In many ways, 2015 has been an immense year of anticipation for the film industry. There was a return to Jurassic World, and chases through Mad Max’s apocalyptic backyard. There was the traditional lead-up buzz to yet another Bond, and right now cinemas are mopping up the drool from the aisles as the movie-going community shamelessly salivates over Star Wars’ first forward step in three decades.
The highly anticipated reappearance of Charlie Kaufman, albeit on an altogether smaller scale, presents another example. He returns after a leave of absence spanning back to 2008 when the polarising Synecdoche New York baffled and fascinated pundits. This is his Kickstarter-funded Anomalisa: a stop-motion animated journey to the Hotel Fregoli in Cincinatti, and a darker than usual (for Kaufman) exploration of modern-day relationships and communications.
Michael Stone (voiced by David Thewlis) is a successful customer relations guru, but he is also a man in the midst of an existential crisis. He arrives at his hotel away in Cincinnati to deliver a speech to a gaggle of fans, but in the meantime finds himself lamenting the mundanity of his life and his alienation from the very people he should be closest to. Feeding into his dissatisfaction is the fact that everyone – the taxi driver, the concierge, even his wife and son – speaks to him with the same voice. It is only when he chances upon Lisa (voiced by Jennifer Jason Leigh) that he sees a ray of hope that he can escape. Though, from what exactly, he’s not sure.

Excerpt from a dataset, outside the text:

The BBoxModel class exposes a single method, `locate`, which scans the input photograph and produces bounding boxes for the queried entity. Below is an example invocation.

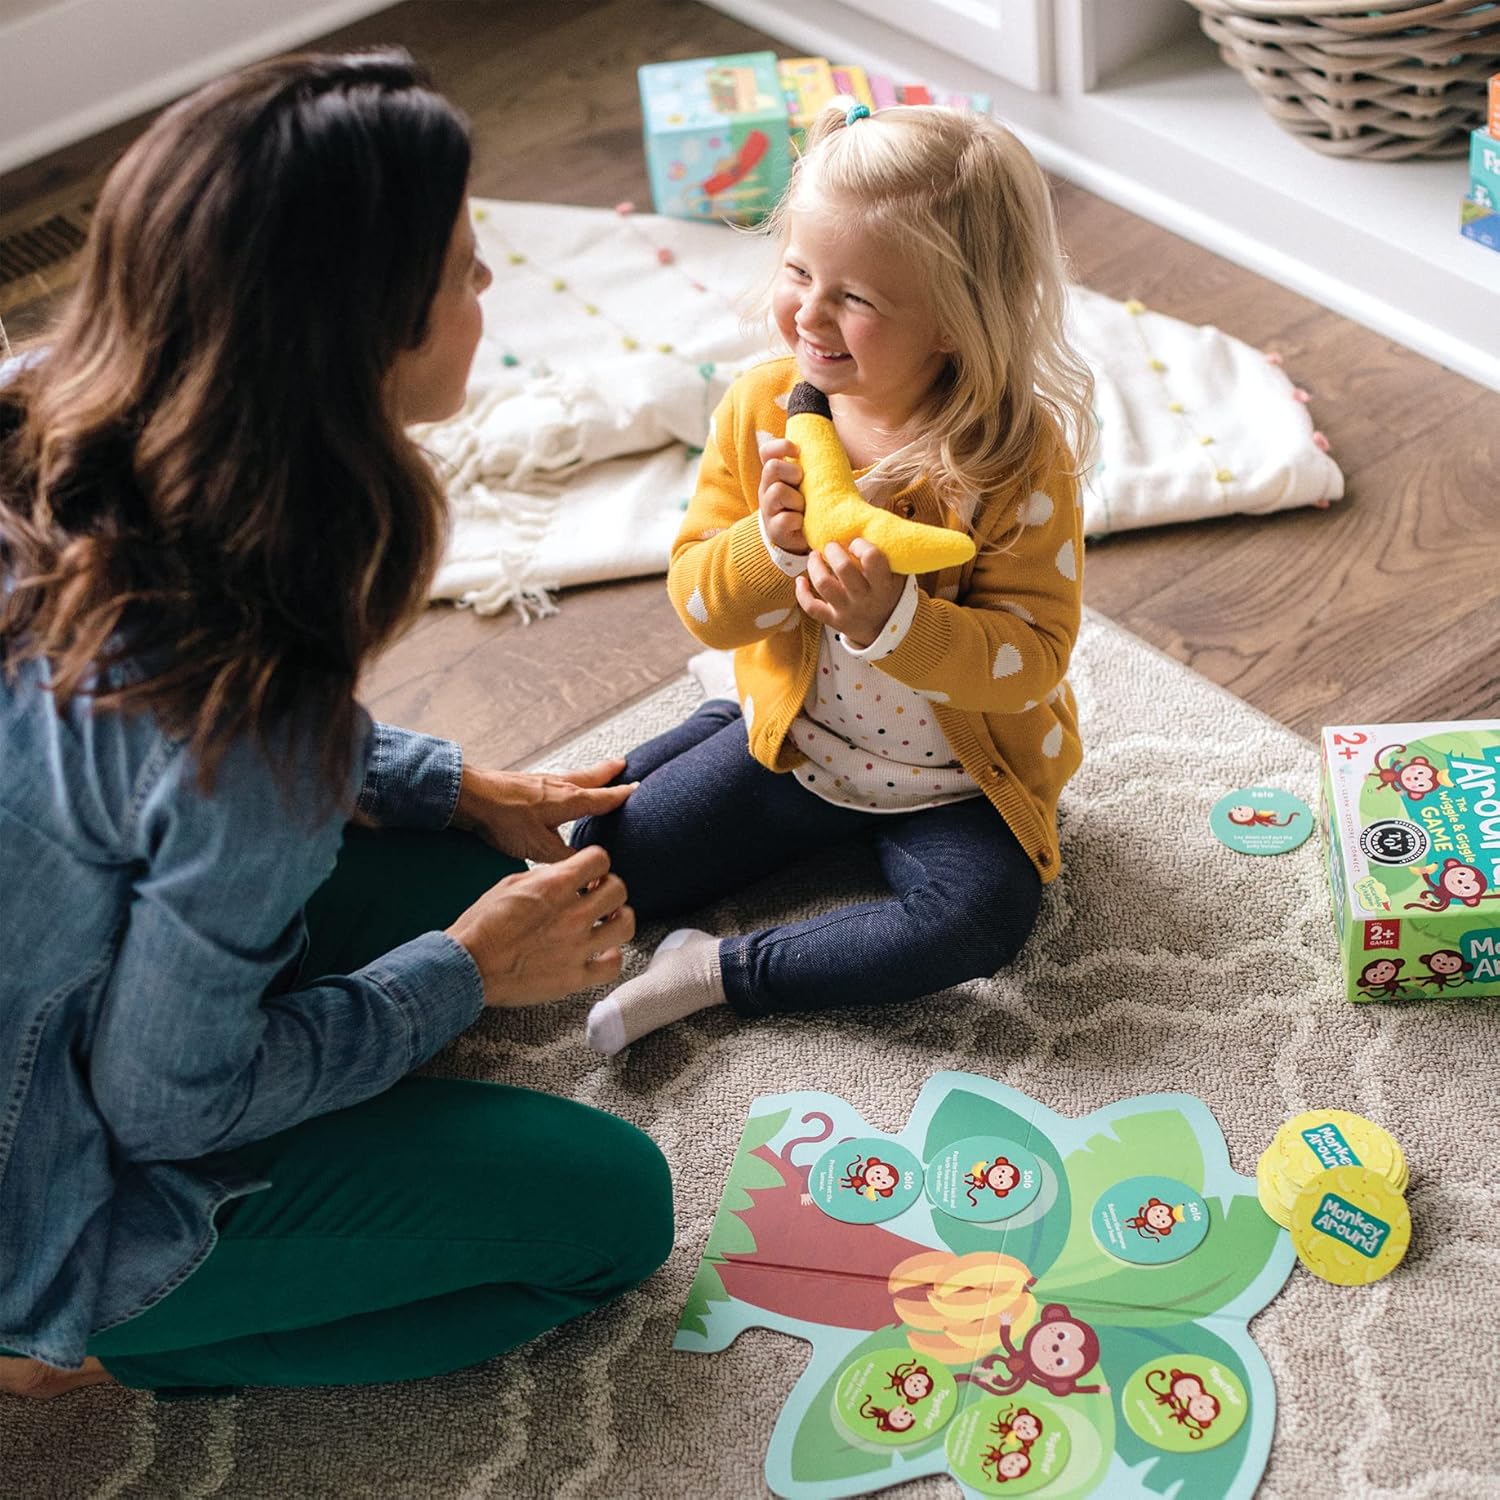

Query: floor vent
[0,200,95,315]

Some may presume this kind of animation to be a gimmick to make up for what, on face value, appears quite an uneventful plot. However, the use of dolls here in place of actors plays a central part in our reactions to what is a poignant, occasionally amusing, but memorably unsettling short story.
Bringing back memories of the puppetry themes spawned in Being John Malkovich, you could even say that Anomalisa attempts (and largely succeeds) to fulfil the dramatic potential of puppetry that (fictional) John Malkovich foresaw back in 1999. The approach closes off some narrative possibilities, but it also opens others.
With a startling design effort courtesy of Starburns Industries, which is co-founded by Anomalisa’s co-director Duke Johnson, we are presented with figures who are eerily lifelike in their texture, skin tones and gestures. However, the realistic nature of these creations is subverted by a craftsman’s incision across the face at the level of the nose’s bridge; this feature has the disconcerting effect of allowing the faces to be more naturally expressive, while on the other hand drawing our attention to their artificiality. This mix of authenticity and artifice makes what ensues between Lisa and Michael equally creepy and affecting. Two words: puppet sex.
Having participated in the original radio play version aired in 2005, the three voices of David Thewlis, Jennifer Jason Leigh and Tom Noonan have reprised their roles in what sits as one of Kauffman’s more compact pieces of cinema. At the heart of this story is a damaged soul and the connections and barriers we erect between ourselves and others, consciously or otherwise. Some might recognise the name of the hotel as being typically Kaufman-esque, referring to the rare Fregoli syndrome, from which Michael suffers here: it is a condition whereby someone believes that everyone but them is the same person. For this role, Tom Noonan’s typically unremarkable customer service voice is fitting, simply because it is so unremarkable.
Anomalisa has the wit and lightness of touch that makes a film a Kaufman film. It has that tripping philosophical bent; a dose of mental acrobatics for the audience; an ability to switch seamlessly from poignancy to hilarity, such as during Lisa’s rendition of ‘Girls Just Wanna Have Fun’; and an isolated central character contemplating his role at the middle of it all.
Watching Kaufman’s work has always been an exercise in anticipation. While he has his recurring themes, how they materialise will always remain a mystery until they’ve happened. And it’s why we should be excited when filmmakers like him make their contribution.
Anomalisa is in cinemas from 4th February through Paramount Pictures.